Is the indie publisher reign over eBooks over? What is a self-published author to do?
Well, if the publishers studied and implemented indie publisher marketing strategies with apparent success, perhaps it’s time for indie publishers to study the ways of traditional publishers, figure out what they do well (and by extension, not so well), and apply their learning to producing and selling their eBooks. Here are some ideas:
Better cover design to compete with publishers: Familiarize yourself with the covers of best sellers and then emulate. In this recording of a recent webinar on cover design, Michele DeFilippo of 1106 Design explains how.

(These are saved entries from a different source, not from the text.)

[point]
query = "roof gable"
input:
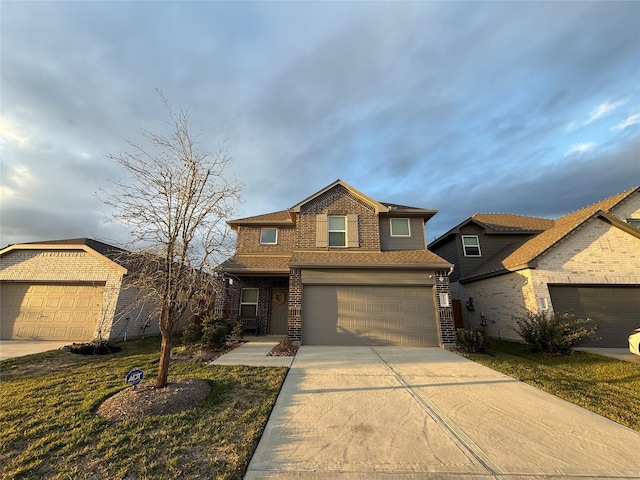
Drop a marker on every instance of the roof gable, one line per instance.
(377, 206)
(105, 252)
(524, 254)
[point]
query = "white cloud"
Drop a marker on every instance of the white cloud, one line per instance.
(632, 119)
(578, 148)
(603, 109)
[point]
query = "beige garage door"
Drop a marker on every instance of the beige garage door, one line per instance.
(49, 311)
(372, 315)
(614, 309)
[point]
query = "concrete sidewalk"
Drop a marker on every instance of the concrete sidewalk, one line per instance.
(426, 413)
(254, 354)
(21, 348)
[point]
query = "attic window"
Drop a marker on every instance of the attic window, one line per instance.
(269, 236)
(471, 245)
(400, 227)
(634, 222)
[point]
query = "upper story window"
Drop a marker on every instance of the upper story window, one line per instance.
(249, 303)
(400, 227)
(471, 245)
(269, 236)
(634, 222)
(337, 231)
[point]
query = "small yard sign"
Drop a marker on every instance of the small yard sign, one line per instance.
(134, 377)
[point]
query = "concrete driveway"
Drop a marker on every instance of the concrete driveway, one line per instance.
(20, 348)
(426, 413)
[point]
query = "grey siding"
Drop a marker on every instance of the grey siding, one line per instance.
(369, 315)
(415, 242)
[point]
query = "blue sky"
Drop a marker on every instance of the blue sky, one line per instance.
(464, 107)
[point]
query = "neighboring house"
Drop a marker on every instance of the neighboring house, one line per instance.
(73, 290)
(340, 268)
(586, 263)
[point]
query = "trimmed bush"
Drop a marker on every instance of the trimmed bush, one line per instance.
(192, 333)
(556, 334)
(217, 321)
(214, 336)
(238, 330)
(471, 341)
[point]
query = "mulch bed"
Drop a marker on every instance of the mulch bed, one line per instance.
(146, 400)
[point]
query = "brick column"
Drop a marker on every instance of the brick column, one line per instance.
(295, 305)
(445, 313)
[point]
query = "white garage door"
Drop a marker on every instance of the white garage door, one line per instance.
(49, 311)
(614, 309)
(371, 315)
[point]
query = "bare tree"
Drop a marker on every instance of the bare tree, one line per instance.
(176, 205)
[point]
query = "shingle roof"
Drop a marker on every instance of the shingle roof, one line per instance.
(518, 255)
(402, 258)
(267, 264)
(283, 217)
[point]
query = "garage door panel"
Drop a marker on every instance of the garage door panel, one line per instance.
(614, 309)
(49, 311)
(351, 315)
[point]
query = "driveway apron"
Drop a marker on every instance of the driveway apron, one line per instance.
(426, 413)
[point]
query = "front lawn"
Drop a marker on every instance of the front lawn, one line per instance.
(601, 384)
(49, 427)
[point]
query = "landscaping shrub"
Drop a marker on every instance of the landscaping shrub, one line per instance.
(192, 333)
(93, 348)
(556, 334)
(217, 321)
(238, 331)
(471, 341)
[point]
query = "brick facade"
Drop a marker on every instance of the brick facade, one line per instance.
(596, 253)
(77, 266)
(338, 201)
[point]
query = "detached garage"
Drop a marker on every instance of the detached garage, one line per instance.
(615, 309)
(70, 290)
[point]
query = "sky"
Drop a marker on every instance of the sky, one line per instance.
(530, 108)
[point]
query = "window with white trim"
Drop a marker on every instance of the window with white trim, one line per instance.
(337, 226)
(400, 227)
(249, 303)
(471, 246)
(268, 236)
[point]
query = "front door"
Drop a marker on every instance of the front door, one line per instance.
(279, 311)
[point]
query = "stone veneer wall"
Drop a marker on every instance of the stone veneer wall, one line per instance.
(338, 201)
(264, 286)
(295, 305)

eBook formatting that makes readers happy: As we outline in this blog post, there are two ways to format an eBook: automated file conversion and hand coding. Yes, hand coding is best. When using automated file conversion, the computer makes all the decisions, resulting in some funky formatting. Hand coding, on the other hand, allows the designer to “correct” for the idiosyncrasies of different reading devices so that the eBook always displays as well as the technology allows.

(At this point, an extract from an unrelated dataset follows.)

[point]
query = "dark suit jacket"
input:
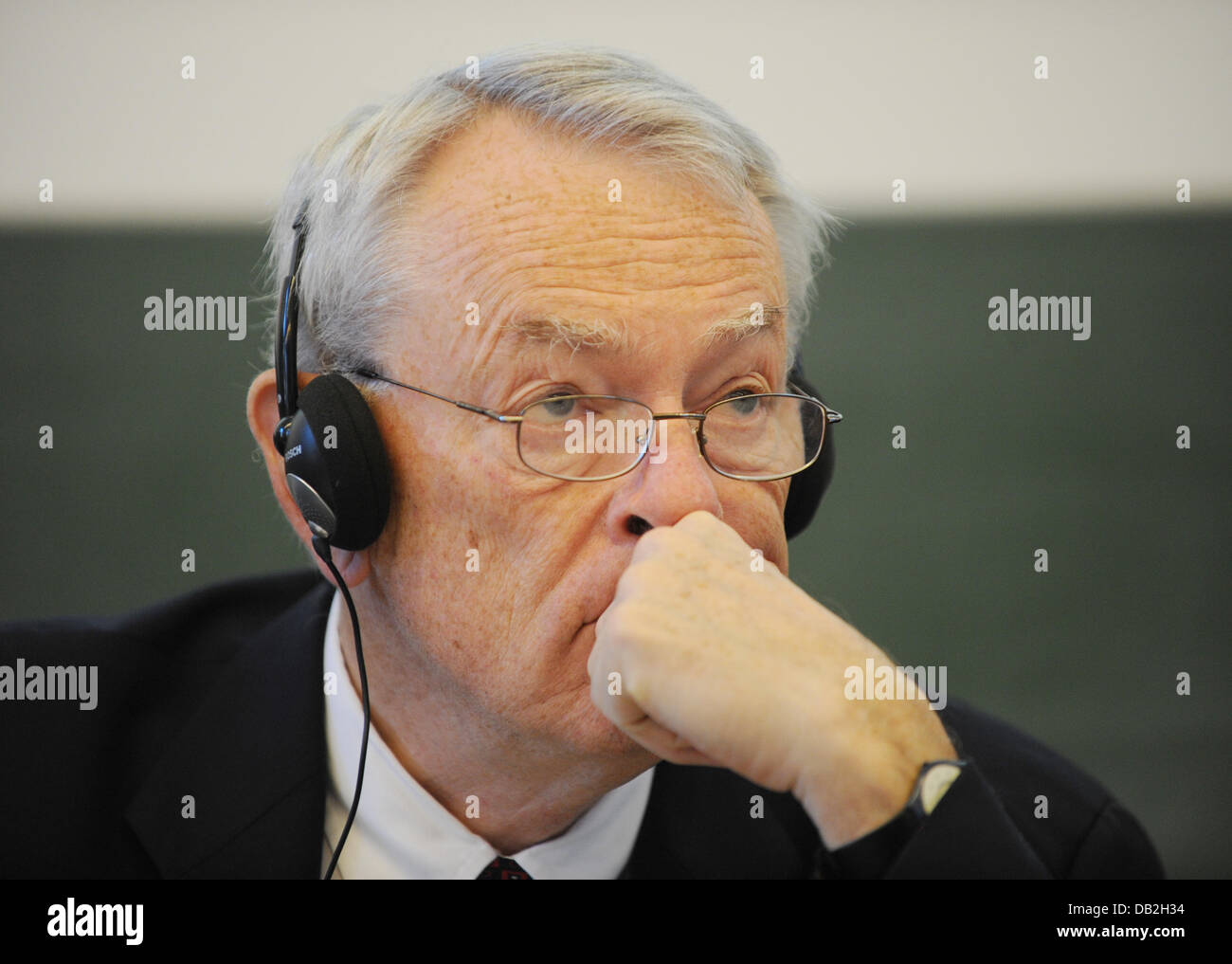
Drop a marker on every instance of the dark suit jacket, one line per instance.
(220, 697)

Editing out the garbage: In his article on eBook sales, Michal Kozlowski blasts the self-publishing industry for producing books that are “garbage.” I think that’s just a tad harsh, and when it comes to editing and proofreading, I can’t say that magazines, newspapers or trade books are much better. But it doesn’t cost a lot to have a book professionally edited. Why not create a reputation for yourself as an author of well-written, well-constructed books? At the very least, get an editorial evaluation before you proceed, and then listen to the editor’s advice. At 1106 Design, we start every editing job with a free editorial evaluation, where authors get feedback from a professional editor.

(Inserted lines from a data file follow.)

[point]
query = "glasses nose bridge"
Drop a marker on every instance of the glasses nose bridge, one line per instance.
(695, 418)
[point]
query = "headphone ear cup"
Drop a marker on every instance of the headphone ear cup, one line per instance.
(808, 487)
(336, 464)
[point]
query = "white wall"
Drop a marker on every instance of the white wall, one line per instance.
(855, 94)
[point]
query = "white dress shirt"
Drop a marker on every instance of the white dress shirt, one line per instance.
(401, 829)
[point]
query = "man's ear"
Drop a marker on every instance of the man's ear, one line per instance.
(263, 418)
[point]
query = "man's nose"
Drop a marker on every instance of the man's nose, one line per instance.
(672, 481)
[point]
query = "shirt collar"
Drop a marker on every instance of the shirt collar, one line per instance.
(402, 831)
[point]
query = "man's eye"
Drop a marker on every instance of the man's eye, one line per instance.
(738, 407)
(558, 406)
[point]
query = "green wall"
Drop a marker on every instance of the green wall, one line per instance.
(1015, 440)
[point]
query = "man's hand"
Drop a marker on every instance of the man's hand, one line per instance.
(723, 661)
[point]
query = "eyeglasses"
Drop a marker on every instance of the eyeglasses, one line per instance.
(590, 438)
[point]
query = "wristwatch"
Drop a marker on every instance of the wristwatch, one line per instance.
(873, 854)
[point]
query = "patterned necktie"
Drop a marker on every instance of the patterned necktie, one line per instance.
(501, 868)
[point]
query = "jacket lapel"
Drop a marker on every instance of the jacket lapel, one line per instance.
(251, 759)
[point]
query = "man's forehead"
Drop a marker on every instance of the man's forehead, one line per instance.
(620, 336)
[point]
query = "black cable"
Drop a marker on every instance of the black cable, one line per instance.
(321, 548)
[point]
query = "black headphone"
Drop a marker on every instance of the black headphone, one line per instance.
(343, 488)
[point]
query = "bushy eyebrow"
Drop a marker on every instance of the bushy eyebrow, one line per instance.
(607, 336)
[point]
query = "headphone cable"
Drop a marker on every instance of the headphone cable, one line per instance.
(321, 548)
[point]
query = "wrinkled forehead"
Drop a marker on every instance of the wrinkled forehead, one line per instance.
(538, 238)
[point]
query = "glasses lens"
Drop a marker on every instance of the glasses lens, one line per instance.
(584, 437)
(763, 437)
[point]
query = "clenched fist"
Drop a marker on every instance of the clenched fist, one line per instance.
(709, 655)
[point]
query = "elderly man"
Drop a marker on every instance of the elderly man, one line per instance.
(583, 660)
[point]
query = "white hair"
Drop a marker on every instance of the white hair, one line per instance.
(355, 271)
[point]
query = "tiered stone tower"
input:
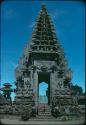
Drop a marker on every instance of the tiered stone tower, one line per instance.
(43, 60)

Proofing: See editing. And if you don’t get your book professionally edited, at least hire someone to proof it. Please?
Abandon print at your peril: As you can see from the above chart, sales of paperbacks and hardcover trade books increased 7.2% and 17.4% respectively from May 2015 to May 2016. If you use print-on-demand, you’re providing another option for your readers, one that doesn’t mean a huge investment on your part. By the time you get to the stage of having your eBook formatted, you should have already invested in cover design, editing, proofing, and page design. POD means that you pay for file set-up and that a portion of your retail price goes to the printer for printing the book and to the retailer for selling it. It’s only fair that they get paid. And if you’ve set up the POD yourself, you are maximizing your profits.
Think about audio books and other technologies: Who knows what technologies are around the corner! Audio books could almost be considered “old tech.” Who hasn’t listened to a book on a tape cassette? However, the increased popularity of podcasts has extended to digital audio books (14.9% increase in downloads over 12 months!), where readers (or rather, listeners) can download a book to their phones and listen to it while commuting, exercising, working, or whatever. Read up on audio books and new technology, and think about how you can take advantage of these technologies.
As an indie publisher, you are in business for yourself. Part of being in business is to anticipate what your competitors are doing well (or not well) and to do it differently or better. If traditional publishers are now emulating what you’ve done well, rather than admit defeat, it’s time to outsmart them again and take back some market share!